A torchlight procession followed the rally, taking a winding route off campus, through downtown Beloit and back again.
“A highlight,” according to the Beloit Daily News, “was the appearance of candidate Dewey himself, who had put on a little weight and spoke a good deal like Paul Yaeger, WBNB announcer and college drama star. Six F.B.I. men, overcoats tight about them, accompanied the G.O.P. standard bearer who rode in the torchlight parade perched atop a new convertible.”
"Abe Lincoln" also materialized, leading awestruck students past Hanchett’s Hall, where Lincoln spoke in 1859. The Round Table reported the parade as “non-partisan, purely to urge Beloit Citizens to vote Nov. 2.”
Between noon and 2 p.m. on Tuesday, Nov. 2, students and faculty flocked to the south portico of Eaton Chapel to cast their ballots in the mock election. “By this election, it is hoped not to predict the way the nation goes,” a Round Table reporter commented, “but rather to show the political tendencies of Beloit College.”

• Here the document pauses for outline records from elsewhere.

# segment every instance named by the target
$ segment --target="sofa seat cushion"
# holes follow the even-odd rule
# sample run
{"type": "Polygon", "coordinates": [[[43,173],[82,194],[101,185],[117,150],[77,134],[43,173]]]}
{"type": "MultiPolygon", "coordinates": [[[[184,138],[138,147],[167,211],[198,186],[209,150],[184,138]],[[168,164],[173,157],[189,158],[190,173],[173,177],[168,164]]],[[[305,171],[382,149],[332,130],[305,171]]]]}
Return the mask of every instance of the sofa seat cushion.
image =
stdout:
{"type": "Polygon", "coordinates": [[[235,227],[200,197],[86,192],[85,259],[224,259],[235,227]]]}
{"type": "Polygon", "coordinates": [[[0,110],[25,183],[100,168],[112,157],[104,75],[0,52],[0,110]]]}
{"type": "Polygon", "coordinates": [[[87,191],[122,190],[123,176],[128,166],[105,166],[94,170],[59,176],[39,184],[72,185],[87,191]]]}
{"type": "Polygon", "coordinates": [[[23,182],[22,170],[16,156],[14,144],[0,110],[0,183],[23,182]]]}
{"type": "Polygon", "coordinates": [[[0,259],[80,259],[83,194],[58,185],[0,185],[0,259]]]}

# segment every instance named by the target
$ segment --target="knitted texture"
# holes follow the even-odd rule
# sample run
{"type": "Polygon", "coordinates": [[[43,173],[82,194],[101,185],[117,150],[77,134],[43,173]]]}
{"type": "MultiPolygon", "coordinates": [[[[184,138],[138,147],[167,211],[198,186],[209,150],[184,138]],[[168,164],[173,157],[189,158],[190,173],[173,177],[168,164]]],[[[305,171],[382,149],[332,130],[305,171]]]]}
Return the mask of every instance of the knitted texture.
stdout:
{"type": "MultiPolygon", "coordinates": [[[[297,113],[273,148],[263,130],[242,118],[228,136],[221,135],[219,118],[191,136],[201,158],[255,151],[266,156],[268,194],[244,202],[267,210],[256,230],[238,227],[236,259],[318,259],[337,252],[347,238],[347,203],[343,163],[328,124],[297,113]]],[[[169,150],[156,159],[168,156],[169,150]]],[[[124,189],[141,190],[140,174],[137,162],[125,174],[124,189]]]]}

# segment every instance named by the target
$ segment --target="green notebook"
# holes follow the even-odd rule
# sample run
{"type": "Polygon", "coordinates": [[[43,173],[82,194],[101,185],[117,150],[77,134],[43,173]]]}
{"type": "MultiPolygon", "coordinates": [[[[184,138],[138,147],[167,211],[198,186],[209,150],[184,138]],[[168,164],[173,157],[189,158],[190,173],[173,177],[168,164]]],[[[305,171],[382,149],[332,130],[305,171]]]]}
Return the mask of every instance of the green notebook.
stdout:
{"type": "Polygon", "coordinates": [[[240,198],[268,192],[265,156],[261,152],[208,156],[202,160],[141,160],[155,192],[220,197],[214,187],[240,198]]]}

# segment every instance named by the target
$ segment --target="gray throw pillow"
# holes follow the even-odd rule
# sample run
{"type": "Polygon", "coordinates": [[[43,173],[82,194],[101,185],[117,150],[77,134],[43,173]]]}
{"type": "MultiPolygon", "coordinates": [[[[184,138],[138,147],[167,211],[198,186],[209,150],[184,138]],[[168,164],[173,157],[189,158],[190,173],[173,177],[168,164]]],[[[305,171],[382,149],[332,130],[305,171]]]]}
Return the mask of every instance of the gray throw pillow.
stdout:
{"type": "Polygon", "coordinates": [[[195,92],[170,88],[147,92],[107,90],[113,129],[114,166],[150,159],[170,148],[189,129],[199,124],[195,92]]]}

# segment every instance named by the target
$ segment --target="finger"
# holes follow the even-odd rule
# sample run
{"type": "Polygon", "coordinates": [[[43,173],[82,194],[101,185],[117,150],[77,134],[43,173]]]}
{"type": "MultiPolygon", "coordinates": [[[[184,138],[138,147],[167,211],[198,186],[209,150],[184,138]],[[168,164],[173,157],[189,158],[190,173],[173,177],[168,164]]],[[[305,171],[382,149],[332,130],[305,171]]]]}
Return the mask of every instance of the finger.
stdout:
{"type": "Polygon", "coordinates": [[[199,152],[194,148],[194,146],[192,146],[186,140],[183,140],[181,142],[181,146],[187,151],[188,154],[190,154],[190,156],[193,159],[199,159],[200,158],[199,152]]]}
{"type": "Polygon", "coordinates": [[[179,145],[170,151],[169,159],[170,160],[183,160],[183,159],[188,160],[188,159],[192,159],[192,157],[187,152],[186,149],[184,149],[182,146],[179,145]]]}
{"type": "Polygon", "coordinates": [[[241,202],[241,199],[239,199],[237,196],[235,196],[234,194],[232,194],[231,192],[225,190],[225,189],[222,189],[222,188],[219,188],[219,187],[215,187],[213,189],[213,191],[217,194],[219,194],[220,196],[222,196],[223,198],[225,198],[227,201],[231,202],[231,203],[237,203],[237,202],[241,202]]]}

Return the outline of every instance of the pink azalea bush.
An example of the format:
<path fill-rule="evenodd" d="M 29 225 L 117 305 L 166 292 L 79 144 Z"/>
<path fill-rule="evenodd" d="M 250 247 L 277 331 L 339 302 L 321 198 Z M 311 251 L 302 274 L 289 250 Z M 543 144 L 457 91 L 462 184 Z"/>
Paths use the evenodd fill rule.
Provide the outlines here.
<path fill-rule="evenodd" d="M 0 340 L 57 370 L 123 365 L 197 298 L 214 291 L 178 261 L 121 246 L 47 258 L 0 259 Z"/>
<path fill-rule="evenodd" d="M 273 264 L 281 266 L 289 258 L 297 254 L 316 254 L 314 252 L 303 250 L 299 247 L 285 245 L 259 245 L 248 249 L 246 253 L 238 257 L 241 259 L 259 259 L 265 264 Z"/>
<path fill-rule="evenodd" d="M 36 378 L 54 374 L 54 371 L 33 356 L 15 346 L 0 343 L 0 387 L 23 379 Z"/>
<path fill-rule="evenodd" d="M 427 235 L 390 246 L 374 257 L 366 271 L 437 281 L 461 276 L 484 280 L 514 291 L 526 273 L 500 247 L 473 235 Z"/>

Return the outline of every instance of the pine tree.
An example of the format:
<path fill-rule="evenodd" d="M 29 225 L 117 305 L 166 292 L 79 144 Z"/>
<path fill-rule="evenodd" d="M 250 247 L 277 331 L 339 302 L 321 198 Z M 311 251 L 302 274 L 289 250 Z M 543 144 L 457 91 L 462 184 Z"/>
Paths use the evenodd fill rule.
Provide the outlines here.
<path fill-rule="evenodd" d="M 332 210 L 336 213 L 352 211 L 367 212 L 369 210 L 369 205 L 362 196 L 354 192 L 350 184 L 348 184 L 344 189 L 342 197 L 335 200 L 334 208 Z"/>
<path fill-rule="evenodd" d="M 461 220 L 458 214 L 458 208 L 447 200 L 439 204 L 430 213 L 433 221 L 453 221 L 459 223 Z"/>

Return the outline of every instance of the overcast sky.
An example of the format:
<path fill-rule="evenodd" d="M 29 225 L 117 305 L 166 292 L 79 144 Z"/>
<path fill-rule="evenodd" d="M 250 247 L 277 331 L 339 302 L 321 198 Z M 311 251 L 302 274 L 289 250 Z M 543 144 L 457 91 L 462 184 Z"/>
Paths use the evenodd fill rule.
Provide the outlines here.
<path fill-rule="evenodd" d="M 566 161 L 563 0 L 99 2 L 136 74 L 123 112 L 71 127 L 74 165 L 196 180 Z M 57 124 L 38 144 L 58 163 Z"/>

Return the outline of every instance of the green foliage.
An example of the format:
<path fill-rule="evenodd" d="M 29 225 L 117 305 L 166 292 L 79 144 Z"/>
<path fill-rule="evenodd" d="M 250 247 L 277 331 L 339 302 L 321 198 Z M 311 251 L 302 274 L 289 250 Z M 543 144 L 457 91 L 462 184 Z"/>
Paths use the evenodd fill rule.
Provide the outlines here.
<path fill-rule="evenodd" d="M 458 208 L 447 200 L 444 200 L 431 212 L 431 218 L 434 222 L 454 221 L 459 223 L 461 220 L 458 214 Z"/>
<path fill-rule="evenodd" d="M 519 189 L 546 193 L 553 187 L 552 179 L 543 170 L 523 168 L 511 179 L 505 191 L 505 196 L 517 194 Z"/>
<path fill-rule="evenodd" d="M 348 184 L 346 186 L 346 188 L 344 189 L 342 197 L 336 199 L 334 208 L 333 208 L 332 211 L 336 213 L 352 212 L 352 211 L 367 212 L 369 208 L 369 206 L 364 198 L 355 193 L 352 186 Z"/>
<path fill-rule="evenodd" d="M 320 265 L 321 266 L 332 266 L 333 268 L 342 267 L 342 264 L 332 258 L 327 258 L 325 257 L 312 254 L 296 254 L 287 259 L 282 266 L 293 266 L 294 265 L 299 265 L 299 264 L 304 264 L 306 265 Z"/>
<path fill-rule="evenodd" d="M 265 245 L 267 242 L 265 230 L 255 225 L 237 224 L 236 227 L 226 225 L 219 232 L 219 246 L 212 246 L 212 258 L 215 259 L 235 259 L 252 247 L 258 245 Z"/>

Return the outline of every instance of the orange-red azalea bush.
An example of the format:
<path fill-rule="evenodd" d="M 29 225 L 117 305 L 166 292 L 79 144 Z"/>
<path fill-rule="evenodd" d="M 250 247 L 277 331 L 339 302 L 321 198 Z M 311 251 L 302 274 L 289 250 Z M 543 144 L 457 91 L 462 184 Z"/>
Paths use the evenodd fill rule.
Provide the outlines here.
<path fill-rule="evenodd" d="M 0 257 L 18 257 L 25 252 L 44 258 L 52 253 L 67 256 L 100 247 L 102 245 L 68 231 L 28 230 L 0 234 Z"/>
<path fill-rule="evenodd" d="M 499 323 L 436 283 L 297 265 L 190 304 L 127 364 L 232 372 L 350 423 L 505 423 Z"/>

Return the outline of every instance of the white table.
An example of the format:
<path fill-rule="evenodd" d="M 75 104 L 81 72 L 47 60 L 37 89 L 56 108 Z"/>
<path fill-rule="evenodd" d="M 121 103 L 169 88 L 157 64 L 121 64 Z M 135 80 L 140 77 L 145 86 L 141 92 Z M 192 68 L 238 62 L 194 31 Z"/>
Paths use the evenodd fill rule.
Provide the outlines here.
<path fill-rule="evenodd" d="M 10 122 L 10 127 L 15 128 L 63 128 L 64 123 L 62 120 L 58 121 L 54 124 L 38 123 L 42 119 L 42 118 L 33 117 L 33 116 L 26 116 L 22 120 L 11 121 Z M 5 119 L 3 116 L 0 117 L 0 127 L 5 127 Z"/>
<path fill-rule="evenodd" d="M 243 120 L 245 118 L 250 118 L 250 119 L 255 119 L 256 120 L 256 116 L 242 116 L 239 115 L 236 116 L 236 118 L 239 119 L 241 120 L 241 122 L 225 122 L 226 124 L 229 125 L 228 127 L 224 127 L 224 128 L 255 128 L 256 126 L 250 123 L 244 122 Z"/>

Those tendencies at first seemed to reflect the nation's, as polls and pundits predicted a win by the Republican, Thomas E. Dewey. Beloit College voters chose Dewey with over 60 percent of the vote. Then, when it became clear that the national election was too close to call, students congregated in dorms and fraternity houses, glued to communal radios, pencils in hand, tallying up electoral votes. The following day, the now-iconic wire service photograph showed a jubilant Harry S. Truman holding up an early edition of the Chicago Daily Tribune, the mistaken headline trumpeting, “Dewey Defeats Truman.”